Vermont began 2018 by making history. In early January, state lawmakers approved an adult-use cannabis bill, which was signed into law by Governor Phil Scott. This became the first time in which a state-approved recreational use through legislative means rather than a vote by citizens.
With sales not yet beginning, lawmakers spent the rest of the month hammering out the program’s details. They include considering options which would fast-track erasing misdemeanor offenses from criminal records. This led to the establishment of expungement clinics which will begin in the coming months. Additionally, Vermont passed a home cultivation law which allows residents 21 and over to grow in their homes and potentially rental properties.
Meanwhile, the state continues to sort its marketplace out. A significant sticking point for policymakers appears to be a demand for roadside saliva tests before the market can open.
While Vermont made quite an impact on the Northeast in 2018, it can be argued that Massachusetts had the more lasting effect. With recreational sales beginning this past November, the state became the first on the east coast to do so. During the second week of sales, the state pulled in $2.6 million in revenue. Additionally, thanks to its market going live, states like New York, New Jersey and others in the Northeast have reconsidered regulation changes.
Prior to its legal cannabis market launch, much of the state’s year was spent preparing its rules, regulations and licensing. One such measure included giving licensing preferences to communities of color. However, issues persisted in the maturing market. Heading into the new year, the state’s “gray market” caused debates over what is a sale and which is a gift. Despite the issues, the year was seen as a smashing success by most.
Rhode Island ushered in medical cannabis in 2006 and became the second state to open a dispensary. However, its progression has slowed since then. This includes some troubling signs as well. The most glaring mark came from a February report which found that state police continued to enforce small possession laws despite it being decriminalized since 2013. The number of citation appears to be around 5,000.

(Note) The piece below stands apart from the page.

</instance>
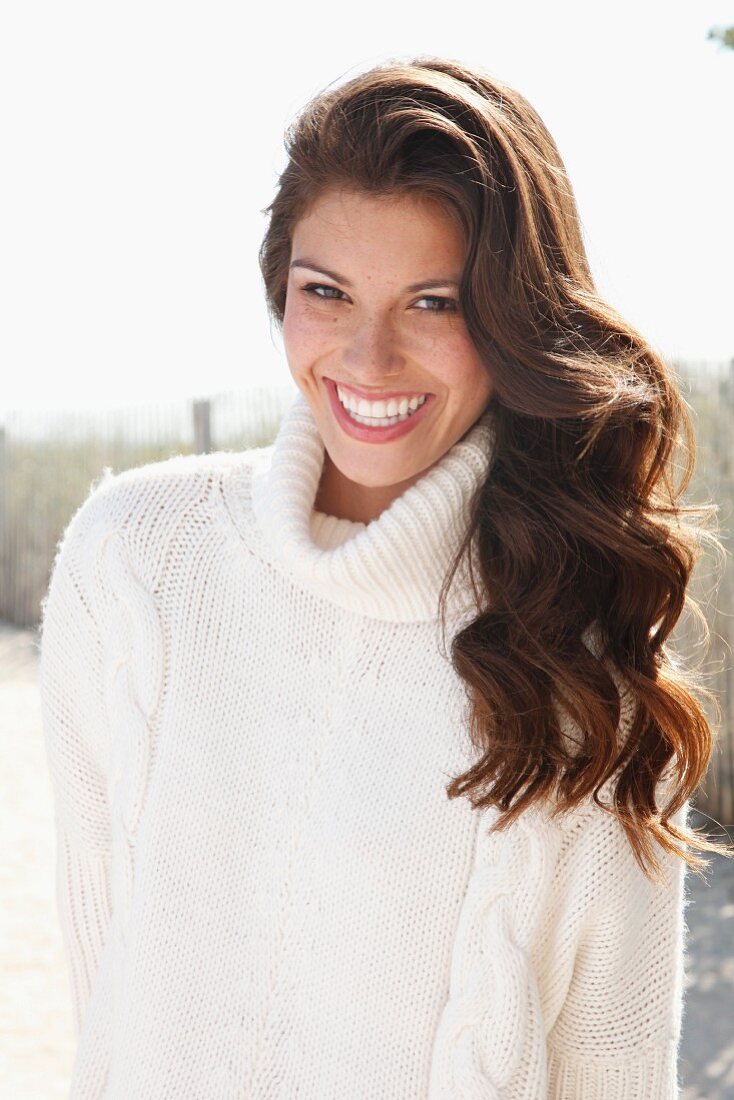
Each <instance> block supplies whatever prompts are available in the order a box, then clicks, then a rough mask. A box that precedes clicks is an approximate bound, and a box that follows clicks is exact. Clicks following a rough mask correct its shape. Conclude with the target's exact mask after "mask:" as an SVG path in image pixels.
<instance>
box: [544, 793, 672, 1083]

With surrounding states opening its access and dispensary doors, Rhode Island may join the movement. In May, a bill to legalize was filed in the state Senate. Despite Governor Gina Raimondo’s resistance to cannabis – citing her youth sons and role as a parent – she and other lawmakers seem to embrace the likelihood of recreational cannabis in the state. Lawmakers already confirmed that cannabis will be up for discussion next year.
Maine voters legalized adult use cannabis in 2016. Thanks to notoriously anti-marijuana Governor Paul LePage and his vetoes, the law was only passed this past May when the state’s Congress overrode his efforts. Some even called the passed legislation “a more conservative version” of what citizens voted for in 2016.
The conservative measures include prohibiting social clubs and only allowing for three plants to be grown at home. Then, in July, lawmakers also overturned the Governor’s efforts to veto medical cannabis reforms which would improve access in several facets of the market.
The state did make some progress near the end of the year. A law was enacted in December which gives increased options to medical businesses. Under the new law, operations can sell up to 30% of its harvest. The move allows retailers to not have to cultivate their own crop.